Asian life insurers scout for buyout funds amid market turmoil

Stable assets that allow LPs to have a say in company management are guaranteeing decent returns amid the current market volatility.
Asian life insurers scout for buyout funds amid market turmoil

Life insurance companies are eyeing buyout funds to include in their alternative portfolios this year as traditional private equity investments take a hit from rising interest rates and slowing initial public offerings.

“This year we prefer buyout funds for our private equity investment because we think control of investment and operational expertise has been a critical lever for value creation. It has also been a stabilising force in a market full of stress and volatility,” said one Asia Pacific alternative investment manager of a multinational life insurance company.
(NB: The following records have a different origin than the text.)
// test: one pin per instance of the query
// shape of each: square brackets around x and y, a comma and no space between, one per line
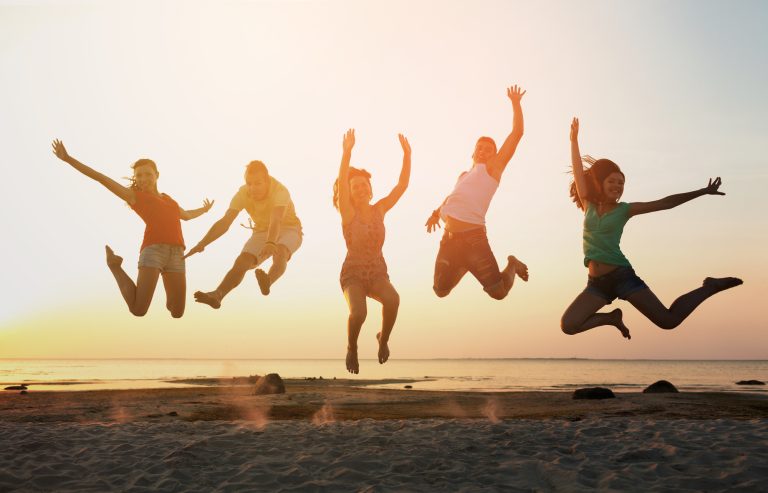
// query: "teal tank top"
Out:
[603,233]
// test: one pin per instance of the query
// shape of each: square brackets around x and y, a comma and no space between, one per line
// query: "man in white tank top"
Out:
[464,246]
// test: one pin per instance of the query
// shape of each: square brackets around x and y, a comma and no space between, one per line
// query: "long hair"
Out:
[353,172]
[594,176]
[139,164]
[256,167]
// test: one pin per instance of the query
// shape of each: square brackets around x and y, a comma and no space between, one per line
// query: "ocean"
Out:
[430,374]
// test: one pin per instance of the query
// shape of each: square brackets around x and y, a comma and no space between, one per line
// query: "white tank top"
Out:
[471,196]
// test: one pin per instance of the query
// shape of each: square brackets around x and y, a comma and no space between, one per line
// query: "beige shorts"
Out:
[290,238]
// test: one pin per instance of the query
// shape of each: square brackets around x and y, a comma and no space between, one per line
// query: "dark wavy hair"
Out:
[139,164]
[353,172]
[595,175]
[489,140]
[256,167]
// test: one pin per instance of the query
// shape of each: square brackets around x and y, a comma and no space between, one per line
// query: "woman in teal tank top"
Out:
[597,191]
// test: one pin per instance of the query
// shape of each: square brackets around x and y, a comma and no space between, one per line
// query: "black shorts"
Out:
[619,283]
[462,252]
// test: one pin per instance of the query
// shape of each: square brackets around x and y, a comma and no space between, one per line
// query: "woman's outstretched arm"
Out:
[578,167]
[636,208]
[345,202]
[193,213]
[390,200]
[499,162]
[124,193]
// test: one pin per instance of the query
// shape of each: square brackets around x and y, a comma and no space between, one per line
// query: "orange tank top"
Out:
[162,216]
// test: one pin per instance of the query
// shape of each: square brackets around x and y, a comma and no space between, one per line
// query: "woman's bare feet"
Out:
[212,298]
[722,283]
[383,350]
[514,265]
[352,365]
[263,279]
[617,321]
[112,259]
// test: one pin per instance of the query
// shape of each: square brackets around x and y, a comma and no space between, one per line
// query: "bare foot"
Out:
[352,365]
[618,322]
[722,283]
[519,268]
[383,350]
[263,279]
[212,299]
[112,259]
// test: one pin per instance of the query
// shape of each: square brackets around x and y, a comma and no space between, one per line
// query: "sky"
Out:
[671,91]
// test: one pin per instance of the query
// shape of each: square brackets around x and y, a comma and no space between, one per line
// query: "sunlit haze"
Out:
[674,92]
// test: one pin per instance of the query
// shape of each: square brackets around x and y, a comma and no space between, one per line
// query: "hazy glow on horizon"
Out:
[672,92]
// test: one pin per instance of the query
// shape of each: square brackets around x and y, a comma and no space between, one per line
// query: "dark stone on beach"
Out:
[269,384]
[593,393]
[660,387]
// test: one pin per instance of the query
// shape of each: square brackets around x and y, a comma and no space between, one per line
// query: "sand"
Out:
[337,436]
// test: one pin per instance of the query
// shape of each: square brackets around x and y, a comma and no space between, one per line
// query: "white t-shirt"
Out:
[471,196]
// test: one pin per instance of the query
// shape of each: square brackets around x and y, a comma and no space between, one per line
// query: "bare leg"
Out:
[650,306]
[358,310]
[137,296]
[514,267]
[383,292]
[243,263]
[582,316]
[279,263]
[446,279]
[175,284]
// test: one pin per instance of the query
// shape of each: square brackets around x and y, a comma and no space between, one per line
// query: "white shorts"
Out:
[290,238]
[167,258]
Preqin data showed that globally, the total fundraising volume of private equity buyout funds year-to-date in 2022 was just $212.9 billion, much lower than the $357.1 billion in 2021, $307.7 billion in 2020, and $412.6 billion in 2019.

However, the year-to-date fundraising activities in Asia Pacific in 2022 have surpassed full-year totals in 2021 and 2020, reaching $31.4 billion, while the past two years registered a volume of $28.8 billion and $30.3 billion respectively.

Compared with Asia Pacific, fundraising in North America and Europe has slowed dramatically year-to-date.

Private Equity Buyout Funds Fundraising (USD bn) as of Oct 10 (Source: Preqin)
  Total North America Europe APAC Others
2022 YTD     212.9        135.8          45.3        31.4         0.5
2021     357.1        224.1        101.5        28.8         2.7
2020     307.7        183.4          89.3        30.3         4.8
2019     412.6        293.0          79.9        39.4         0.3
2018     244.5        114.7          76.1        49.1         4.6

According to a Hong Kong chief investment officer of another multinational life insurance company, the firm continues to deploy assets in the private market when there’s a capital call, preferring to invest in long-term sectors that are not cyclical, or co-related, to stock markets and the economic cycle.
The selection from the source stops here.